Нежность в глазах Кабановича я замечала редко — она была адресована совсем иной даме. Когда он гладил свою «восьмерку» по крупу, когда прислушивался — будто кардиолог! — к шуму двигателя, когда полировал фланелькой внутренности салона, я искренне желала поменяться местами с машиной, и пусть даже вместо ног у меня были бы колеса, зато нежность в глазах Кабановича отражалась бы в коротко вспыхивающих бликах света моих фар… Не было большего доверия к людям у Кабановича, чем пустить в свою машину постороннего человека, и мне приходилось радостно нести груз этого доверия с самого первого дня, сплетшего наши жизни в венок. Ни разу после достопамятной однорублевой поездки в университет Кабанович не грешил частным извозом.
Нашим главным развлечением стали те самые поездки за город — и ежедневное окончание работы Кабановича в любую погоду отмечалось выездом по Главному тракту, мимо поста ГАИ, мимо одноногой таблички с перечеркнутой надписью «Николаевск»… Возлюбленный трудился охранником в коммерческом банке-пионере, и порою мы не успевали уехать из города засветло. Бессмысленные поездки к озерам и поселкам становились еще бессмысленнее из-за одинаковой картины, припечатавшейся к моему окну: это был «черный квадрат», ведь озера и поселки не освещались, и только фары встречной машины на время разбавляли коленкор. Кабанович молчал и добавлял скорости, мы оба курили в окна, открытые ровно наполовину — стряхнутый пепел однажды вернулся обратно и прожег в панели небольшую черную дырочку: Кабанович едва не покончил с собой, увидев это. Он мог бы покончить и со мной — но это была его сигарета.
В те дни я начала очень много курить, мы с Эммой уговаривали пачку за вечер, и потом она играла мне из «Карнавала». Кабанович требовал прекратить безобразие, потому что Шуман мешал ему смотреть видик. Почуяв запах истерики, Эмма Борисовна на глазах превращалась в маленькую коричневую лягушку.

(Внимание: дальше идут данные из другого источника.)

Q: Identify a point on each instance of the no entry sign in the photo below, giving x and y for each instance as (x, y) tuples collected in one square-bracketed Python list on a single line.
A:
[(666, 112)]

Она и боялась Кабановича, и восхищалась им, возлагая на кухонный стол ежедневные съедобные жертвы — как суровому северному божеству. Сын разговаривал с ней жестко, за обеды не благодарил и довольно часто называл мать старой сукой. Тогда Эмма плакала и ложилась на диван, подогнув худенькие, как у фламинго, ножки, а я чувствовала, что однажды до смерти задохнусь в их старой квартирке, до каркасов пропитавшейся табачным дымом. Задыхалась, но не могла покинуть этот однокомнатный ад, эту одноактную кому…
У Кабановича случались приступы отчаяния: лицо словно бы раскалывалось на сотни маленьких кусочков, взгляд смазывался, и я не узнавала своего возлюбленного сожителя — крепко сжимая мои колени руками, он умолял не оставлять его, даже когда любовь затреплется от времени. Я не думала оставлять его, но эти редкие — и по регулярности исполнения, и по изощренности постановки — сцены как будто предвосхищали неотвратимость нашего расставания.
Я не уходила от Кабановича, но в то самое время начала приходить в парк.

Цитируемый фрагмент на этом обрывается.